While J-K government has booked Human rights activist Khurram Parvez under the Public Safety Act (PSA) citing four cases against him, all the four FIRs, mentioned by the police in its dossier against Khurram, are open and don’t mention him by name.
The PSA warrant issued by Deputy Commissioner Srinagar Farooq Ahmad Lone refers to four cases registered by police saying that “your role as instigator has surfaced” in these cases. “You have achieved a prominent position in the separatist camp under a hidden cover of being a human rights activist,” the warrant issued by Deputy Commissioner Lone reads. “In the ongoing unrest, you have been found instigating and advocating the disgruntled elements to resort to illegal activities”.
The J-K Police, in its dossier against the human rights defender, have produced four cases registered in Police Stations of Ram Munshi Bagh and Zadibal. None of these FIRs, filed by police, mentions Khurram by name.
In fact, the FIRs have been registered within a month and 20 days starting July 9. All the four FIRs pertain to stone throwing protests with policemen as witnesses. The three FIRs have been registered in Police Station Ram Munshi Bagh while another has been registered at Police Station Zadibal. And barring addition of a section in one of these FIRs, in all cases the FIR has been registered under the same sections of the criminal procedure code – section 147 (breach of peace), 148 , 149 and 336 (act endangering life or personal safety). In one of the FIRs police have added section 307 (attempt to murder)

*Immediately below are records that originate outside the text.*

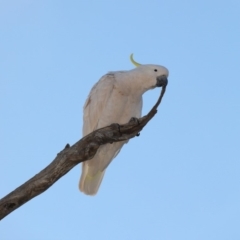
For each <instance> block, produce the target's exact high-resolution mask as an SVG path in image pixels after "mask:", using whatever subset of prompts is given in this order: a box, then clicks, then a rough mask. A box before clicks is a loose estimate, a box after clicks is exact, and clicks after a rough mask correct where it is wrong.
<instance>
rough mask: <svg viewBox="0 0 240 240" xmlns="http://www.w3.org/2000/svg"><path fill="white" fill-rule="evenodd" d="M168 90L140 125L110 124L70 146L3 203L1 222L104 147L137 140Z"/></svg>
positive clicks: (27, 181) (6, 199)
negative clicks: (101, 145) (122, 124)
mask: <svg viewBox="0 0 240 240" xmlns="http://www.w3.org/2000/svg"><path fill="white" fill-rule="evenodd" d="M165 89H166V86H163V87H162V91H161V94H160V96H159V99H158V101H157V103H156V104H155V105H154V107H153V108H152V109H151V111H150V112H149V113H148V114H147V115H146V116H144V117H142V118H140V119H138V121H133V120H130V122H129V123H126V124H123V125H118V124H111V125H110V126H107V127H104V128H101V129H98V130H96V131H94V132H92V133H90V134H88V135H87V136H85V137H84V138H82V139H81V140H79V141H78V142H76V143H75V144H74V145H73V146H72V147H70V146H69V144H67V145H66V147H65V148H64V149H63V150H62V151H61V152H59V153H58V154H57V156H56V158H55V159H54V160H53V161H52V162H51V163H50V164H49V165H48V166H47V167H46V168H44V169H43V170H42V171H41V172H39V173H38V174H37V175H35V176H34V177H32V178H31V179H30V180H28V181H27V182H25V183H24V184H23V185H21V186H20V187H18V188H16V189H15V190H14V191H12V192H11V193H9V194H8V195H7V196H5V197H4V198H2V199H0V220H2V219H3V218H4V217H5V216H7V215H8V214H9V213H11V212H12V211H14V210H15V209H17V208H19V207H20V206H22V205H23V204H25V203H26V202H28V201H29V200H31V199H32V198H34V197H36V196H37V195H39V194H41V193H43V192H44V191H46V190H47V189H48V188H49V187H51V186H52V185H53V184H54V183H55V182H56V181H57V180H58V179H59V178H61V177H62V176H64V175H65V174H66V173H67V172H68V171H70V170H71V169H72V168H73V167H75V166H76V165H77V164H79V163H81V162H84V161H86V160H89V159H91V158H93V157H94V155H95V154H96V152H97V150H98V148H99V147H100V146H101V145H103V144H106V143H112V142H119V141H124V140H128V139H130V138H133V137H135V136H136V135H137V134H138V133H139V132H140V131H141V130H142V129H143V128H144V127H145V126H146V124H147V123H148V122H149V121H150V120H151V119H152V118H153V116H154V115H155V114H156V113H157V107H158V106H159V104H160V102H161V100H162V97H163V95H164V93H165Z"/></svg>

The dossier has also accused Khurram of wielding “a considerable clout in the secessionist circles”, “supporting the (protest) programme calendars” of the separatists and “utilizing the youth to resort to violence or gathering so-called human rights activists”. On September 21, J-K government slapped PSA against Khurram, the Chairperson of Asian Federation Against Involuntary Disappearances (AFAD) and Programme coordinator of J-K Coalition of Civil Society (JKCCS), Khurram.

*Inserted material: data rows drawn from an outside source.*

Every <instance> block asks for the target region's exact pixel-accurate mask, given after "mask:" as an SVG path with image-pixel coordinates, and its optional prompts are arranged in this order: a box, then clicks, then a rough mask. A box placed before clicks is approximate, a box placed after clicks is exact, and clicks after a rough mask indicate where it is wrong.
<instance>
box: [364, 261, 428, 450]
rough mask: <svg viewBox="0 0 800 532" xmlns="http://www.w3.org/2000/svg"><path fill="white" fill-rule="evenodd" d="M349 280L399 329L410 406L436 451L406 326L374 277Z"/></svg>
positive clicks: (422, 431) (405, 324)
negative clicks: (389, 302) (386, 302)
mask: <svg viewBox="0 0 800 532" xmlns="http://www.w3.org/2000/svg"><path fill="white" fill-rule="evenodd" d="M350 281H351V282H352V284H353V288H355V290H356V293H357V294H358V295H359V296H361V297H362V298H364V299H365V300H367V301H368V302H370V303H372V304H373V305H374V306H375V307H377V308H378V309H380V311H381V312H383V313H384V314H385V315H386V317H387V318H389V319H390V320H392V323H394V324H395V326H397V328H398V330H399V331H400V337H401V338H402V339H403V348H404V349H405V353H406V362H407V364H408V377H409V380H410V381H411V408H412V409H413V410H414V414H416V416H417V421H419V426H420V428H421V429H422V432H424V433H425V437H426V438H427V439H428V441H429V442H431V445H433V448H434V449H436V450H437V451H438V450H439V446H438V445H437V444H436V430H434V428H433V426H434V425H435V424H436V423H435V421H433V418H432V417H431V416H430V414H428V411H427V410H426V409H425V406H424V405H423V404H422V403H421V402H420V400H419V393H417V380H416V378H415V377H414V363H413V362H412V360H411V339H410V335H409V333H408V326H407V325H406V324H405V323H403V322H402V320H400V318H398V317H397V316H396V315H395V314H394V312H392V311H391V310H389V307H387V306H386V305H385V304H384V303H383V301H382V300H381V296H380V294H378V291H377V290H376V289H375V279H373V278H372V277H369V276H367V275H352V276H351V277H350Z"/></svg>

He was picked up by police on the night of September 15 from his Srinagar residence and put under “preventive detention” because police “apprehended he may cause a breach of peace”. While a J-K court set aside the orders of the preventive detention and ordered his release, the court instead booked him under PSA that allows the government to detain him, without a trial, for a period up to six months.
A day before his arrest in Srinagar, Khurram was stopped from boarding a flight – at the Indira Gandhi International Airport in New Delhi – to Geneva, where he was going to attend the 33rd session of UN Human Rights Commission (UNHRC). In 2006, Khurram received the Reebok Human Rights Award, a prestigious international prize that “recognizes young activists who have made significant contributions to human rights causes through nonviolent means”.